Dr. Gautam Srivastava

Dept. of Computer Science, Brandon University, Canada

Biography: Dr. Gautam Srivastava was awarded a B.Sc. from Briar Cliff University in Sioux City, Iowa, U.S.A. in 2004, followed by M.Sc. and Ph.D. from the University of Victoria in Victoria, British Columbia, Canada, in the years 2006 and 2011, respectively. More...

Speech Title: Measuring Twitter User Influence Through a Discrete Event
Abstract: NASA is viewed as a prime piece of the frontier of human knowledge by several generations, and is relied upon to educate the public on astronomical matters. With the Great American Eclipse of 2017, NASA’s production was crucial to the general public’s awareness and understanding of the event. With the explosion of data mining avenues and techniques, being able to study and quantify such major events has become of utmost importance for many of the involved. Our goal with this research is to understand how the public perceived the social media coverage that NASA had provided. We accomplish this through sentiment analysis and the spotting of trends within Twitter data. Furthermore, we follow a framework of study that allows simple and cost-effective analysis of discrete events of arbitrary nature in the future.
Dr. Yoshifumi Nishida

Biography: Yoshifumi Nishida is a Team Leader of Living Intelligence Research Team at the Artificial Intelligence Research Center (AIRC) of the National Institute of Advanced Industrial Science and Technology (AIST) in Japan. He received a PhD from the Graduate School of Mechanical Engineering, the University of Tokyo in 1998. In 1998, he joined Intelligent System Division of Electrotechnical Laboratory at AIST of the ministry of international trade and industry (MITI), Japan. In 2001, he joined Digital Human Laboratory. In 2003, he joined the Digital Human Research Center (DHRC) of AIST. He is also a Prime Senior Research Scientist at AIST from 2013. His research interests include human behavior sensing, human behavior modeling, injury prevention engineering, and social participation support. He is a member of the Robotics Society of Japan, and the Japanese Society of Artificial Intelligence. He received the best paper awards from the Robotics Society of Japan, the Japan Ergonomics Society, and the Information Processing Society of Japan.

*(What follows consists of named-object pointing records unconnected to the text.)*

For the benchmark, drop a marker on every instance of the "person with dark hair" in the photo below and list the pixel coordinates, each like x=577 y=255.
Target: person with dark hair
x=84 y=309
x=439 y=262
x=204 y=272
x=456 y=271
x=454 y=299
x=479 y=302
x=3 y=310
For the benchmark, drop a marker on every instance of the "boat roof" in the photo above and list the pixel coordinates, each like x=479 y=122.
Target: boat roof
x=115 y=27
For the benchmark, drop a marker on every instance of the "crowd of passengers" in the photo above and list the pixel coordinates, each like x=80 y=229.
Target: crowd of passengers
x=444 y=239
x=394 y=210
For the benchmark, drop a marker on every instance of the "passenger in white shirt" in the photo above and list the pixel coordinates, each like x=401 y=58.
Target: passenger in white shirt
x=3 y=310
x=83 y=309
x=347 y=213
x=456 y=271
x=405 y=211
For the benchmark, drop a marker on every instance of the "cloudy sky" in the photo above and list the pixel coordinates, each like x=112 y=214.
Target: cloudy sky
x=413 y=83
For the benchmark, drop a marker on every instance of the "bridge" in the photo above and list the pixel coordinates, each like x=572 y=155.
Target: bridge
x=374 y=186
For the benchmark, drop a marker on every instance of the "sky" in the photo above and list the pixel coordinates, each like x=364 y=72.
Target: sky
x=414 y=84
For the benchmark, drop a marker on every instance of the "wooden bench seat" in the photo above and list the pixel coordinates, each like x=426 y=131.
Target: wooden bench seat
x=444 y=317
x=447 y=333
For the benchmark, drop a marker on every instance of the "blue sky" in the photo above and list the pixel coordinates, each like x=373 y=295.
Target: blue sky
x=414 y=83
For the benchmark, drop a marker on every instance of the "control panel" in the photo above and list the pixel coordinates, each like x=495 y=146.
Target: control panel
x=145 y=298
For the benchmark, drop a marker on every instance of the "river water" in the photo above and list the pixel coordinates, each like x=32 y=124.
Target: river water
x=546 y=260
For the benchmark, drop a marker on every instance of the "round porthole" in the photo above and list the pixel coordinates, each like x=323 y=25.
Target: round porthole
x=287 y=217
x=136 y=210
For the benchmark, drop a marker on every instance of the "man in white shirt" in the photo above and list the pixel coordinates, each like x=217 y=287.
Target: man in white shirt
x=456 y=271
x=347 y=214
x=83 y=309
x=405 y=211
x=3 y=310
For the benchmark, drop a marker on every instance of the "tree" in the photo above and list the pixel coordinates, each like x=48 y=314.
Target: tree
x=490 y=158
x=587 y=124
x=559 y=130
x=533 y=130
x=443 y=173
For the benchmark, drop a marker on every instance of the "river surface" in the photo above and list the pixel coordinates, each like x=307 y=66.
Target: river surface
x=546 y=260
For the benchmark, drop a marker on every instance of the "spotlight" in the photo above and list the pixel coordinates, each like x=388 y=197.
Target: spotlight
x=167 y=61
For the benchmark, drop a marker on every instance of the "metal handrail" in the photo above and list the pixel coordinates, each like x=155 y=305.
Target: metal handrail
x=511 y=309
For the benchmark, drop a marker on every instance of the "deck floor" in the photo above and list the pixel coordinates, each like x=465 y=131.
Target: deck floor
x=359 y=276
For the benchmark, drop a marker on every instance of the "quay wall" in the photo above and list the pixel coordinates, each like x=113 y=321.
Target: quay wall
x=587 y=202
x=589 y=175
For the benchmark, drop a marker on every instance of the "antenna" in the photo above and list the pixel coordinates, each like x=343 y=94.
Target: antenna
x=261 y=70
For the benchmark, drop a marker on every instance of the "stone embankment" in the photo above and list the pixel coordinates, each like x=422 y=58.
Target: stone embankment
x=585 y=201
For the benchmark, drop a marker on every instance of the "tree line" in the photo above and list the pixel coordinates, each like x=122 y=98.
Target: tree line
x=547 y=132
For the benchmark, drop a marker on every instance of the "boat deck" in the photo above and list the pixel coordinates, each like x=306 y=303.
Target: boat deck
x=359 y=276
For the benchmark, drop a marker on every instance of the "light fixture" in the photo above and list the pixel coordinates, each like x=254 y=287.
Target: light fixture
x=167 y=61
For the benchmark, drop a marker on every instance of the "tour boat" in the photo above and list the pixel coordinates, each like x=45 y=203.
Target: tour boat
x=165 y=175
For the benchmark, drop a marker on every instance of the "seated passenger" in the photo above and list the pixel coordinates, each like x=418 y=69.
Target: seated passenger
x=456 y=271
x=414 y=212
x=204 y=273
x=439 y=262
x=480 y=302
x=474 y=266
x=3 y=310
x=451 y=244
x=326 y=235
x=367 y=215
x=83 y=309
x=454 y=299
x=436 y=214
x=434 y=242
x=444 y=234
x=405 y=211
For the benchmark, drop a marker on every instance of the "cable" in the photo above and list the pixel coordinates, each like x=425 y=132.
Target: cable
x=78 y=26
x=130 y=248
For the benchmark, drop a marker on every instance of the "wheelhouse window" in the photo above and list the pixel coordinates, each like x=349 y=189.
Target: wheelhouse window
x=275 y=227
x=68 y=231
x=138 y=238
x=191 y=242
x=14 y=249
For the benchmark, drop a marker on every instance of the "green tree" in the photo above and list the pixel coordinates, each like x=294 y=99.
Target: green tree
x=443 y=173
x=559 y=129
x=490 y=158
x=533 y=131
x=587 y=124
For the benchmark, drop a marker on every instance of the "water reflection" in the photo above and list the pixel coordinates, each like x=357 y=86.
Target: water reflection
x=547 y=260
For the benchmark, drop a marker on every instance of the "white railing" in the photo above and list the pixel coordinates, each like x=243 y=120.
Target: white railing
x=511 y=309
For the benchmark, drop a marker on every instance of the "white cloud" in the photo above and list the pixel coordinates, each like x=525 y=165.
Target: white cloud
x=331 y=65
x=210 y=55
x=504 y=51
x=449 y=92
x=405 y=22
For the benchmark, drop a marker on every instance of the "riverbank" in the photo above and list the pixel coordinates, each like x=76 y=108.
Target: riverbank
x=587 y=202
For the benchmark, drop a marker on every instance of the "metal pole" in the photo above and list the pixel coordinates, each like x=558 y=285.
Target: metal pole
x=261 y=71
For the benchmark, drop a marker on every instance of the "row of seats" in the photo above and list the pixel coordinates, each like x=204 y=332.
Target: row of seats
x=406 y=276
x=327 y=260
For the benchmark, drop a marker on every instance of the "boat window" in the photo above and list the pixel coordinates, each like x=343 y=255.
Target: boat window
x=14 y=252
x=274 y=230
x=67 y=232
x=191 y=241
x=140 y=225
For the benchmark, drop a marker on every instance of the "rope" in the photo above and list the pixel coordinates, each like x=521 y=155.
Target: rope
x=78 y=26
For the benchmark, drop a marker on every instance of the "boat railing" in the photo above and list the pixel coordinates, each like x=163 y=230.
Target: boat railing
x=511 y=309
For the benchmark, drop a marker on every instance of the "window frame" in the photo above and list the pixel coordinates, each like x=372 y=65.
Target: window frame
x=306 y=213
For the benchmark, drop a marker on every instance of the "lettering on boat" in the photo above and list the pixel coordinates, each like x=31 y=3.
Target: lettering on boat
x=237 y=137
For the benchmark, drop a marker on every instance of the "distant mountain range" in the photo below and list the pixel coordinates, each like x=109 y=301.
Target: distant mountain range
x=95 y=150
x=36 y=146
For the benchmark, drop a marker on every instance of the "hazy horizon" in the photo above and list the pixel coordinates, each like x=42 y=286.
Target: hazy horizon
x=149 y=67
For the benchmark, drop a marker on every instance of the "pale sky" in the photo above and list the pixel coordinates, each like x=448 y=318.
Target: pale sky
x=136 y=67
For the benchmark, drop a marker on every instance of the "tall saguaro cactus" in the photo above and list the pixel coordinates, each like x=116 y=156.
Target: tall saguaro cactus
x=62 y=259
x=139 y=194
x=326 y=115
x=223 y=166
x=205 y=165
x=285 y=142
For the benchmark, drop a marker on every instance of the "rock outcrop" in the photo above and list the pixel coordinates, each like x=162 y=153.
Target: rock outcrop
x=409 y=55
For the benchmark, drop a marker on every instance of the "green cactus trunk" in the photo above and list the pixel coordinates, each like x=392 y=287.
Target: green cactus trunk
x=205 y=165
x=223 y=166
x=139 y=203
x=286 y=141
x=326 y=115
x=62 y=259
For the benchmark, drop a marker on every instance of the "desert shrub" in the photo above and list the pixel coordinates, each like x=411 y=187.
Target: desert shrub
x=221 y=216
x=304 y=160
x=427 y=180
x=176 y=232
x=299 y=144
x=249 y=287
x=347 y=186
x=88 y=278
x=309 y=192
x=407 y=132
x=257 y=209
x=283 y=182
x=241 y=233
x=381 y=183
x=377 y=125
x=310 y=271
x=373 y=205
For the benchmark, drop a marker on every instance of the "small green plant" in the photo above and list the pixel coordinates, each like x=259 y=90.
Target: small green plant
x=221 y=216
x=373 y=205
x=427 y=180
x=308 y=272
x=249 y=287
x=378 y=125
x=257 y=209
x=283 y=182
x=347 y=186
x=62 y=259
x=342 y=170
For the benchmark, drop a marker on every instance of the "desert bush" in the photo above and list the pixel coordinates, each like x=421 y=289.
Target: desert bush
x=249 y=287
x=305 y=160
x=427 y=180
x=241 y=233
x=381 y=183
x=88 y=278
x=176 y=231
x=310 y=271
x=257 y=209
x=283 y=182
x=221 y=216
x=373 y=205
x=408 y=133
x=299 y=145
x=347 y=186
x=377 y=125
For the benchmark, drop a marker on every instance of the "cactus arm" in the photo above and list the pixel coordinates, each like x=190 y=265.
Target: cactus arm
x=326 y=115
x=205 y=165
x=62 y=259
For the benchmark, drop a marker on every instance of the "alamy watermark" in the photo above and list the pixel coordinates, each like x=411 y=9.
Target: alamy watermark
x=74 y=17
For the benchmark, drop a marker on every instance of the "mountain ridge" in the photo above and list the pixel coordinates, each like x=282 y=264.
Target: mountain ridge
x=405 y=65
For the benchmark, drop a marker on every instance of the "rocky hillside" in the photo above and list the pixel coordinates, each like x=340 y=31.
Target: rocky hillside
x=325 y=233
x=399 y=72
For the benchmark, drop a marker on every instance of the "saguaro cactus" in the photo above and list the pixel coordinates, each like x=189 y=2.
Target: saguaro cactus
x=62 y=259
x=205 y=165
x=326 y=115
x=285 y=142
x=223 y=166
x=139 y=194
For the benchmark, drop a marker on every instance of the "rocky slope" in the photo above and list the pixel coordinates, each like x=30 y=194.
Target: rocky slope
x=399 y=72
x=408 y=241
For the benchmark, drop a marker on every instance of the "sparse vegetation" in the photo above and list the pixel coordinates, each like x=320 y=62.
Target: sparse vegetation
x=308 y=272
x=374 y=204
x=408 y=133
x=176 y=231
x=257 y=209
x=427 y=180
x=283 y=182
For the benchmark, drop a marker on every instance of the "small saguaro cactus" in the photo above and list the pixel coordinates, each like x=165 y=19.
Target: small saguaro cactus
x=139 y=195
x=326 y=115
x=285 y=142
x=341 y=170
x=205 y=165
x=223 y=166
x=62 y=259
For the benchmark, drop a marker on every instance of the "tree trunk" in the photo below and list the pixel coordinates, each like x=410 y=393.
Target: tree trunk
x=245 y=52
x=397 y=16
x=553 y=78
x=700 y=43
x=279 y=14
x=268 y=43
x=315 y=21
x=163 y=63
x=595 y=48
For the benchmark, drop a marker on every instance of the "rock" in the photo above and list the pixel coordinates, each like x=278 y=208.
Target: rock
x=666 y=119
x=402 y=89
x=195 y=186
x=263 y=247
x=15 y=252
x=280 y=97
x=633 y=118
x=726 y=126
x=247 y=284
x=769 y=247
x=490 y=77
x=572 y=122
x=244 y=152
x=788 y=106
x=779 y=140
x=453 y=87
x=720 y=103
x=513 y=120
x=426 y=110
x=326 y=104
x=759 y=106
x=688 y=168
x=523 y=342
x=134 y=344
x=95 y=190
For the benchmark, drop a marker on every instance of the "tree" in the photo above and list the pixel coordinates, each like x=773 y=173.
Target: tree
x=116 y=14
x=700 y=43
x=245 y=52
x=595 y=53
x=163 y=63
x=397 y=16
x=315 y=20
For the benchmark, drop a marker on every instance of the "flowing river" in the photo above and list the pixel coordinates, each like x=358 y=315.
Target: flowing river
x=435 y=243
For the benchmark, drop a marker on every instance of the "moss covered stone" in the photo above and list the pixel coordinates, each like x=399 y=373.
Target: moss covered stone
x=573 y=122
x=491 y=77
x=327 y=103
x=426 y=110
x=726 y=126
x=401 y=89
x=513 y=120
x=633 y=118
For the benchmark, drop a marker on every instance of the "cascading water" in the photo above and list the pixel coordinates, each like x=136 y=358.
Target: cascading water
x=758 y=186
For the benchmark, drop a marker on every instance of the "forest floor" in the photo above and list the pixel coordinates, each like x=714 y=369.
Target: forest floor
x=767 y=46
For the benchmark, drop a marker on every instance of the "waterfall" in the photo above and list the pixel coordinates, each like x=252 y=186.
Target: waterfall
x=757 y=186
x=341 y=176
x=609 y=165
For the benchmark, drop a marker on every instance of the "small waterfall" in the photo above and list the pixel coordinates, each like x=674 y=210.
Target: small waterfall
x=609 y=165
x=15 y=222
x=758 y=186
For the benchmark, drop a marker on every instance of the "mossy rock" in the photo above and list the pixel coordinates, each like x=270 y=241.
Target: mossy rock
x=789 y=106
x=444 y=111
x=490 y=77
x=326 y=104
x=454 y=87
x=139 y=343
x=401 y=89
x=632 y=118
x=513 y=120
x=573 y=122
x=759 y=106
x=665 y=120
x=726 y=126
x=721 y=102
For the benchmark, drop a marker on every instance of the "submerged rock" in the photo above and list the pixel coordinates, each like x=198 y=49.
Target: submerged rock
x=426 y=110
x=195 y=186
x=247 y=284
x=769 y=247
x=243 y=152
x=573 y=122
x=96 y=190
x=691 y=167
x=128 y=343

Speech Title: Living Safety for Diversity in the Era of IoT and Artificial Intelligence
Abstract: Today it has become more necessary to address the physical and cognitive changes faced by children, elderly and disabled persons, and to ensure their safe livings and maintain active social participation levels. The society for this diversity should be redesigned into such one that is resilient to human living function changes. Recent artificial intelligence technology and internet of things technology allow us to systematically collect and analyze living data fragmented into multiple institutes and other living spaces. The Artificial Intelligence Research Center of AIST is developing the living intelligence technology that collects data from individuals with a wide variety of living functions and individualizes necessary interventions for them by networking multiple living laboratories located in local communities.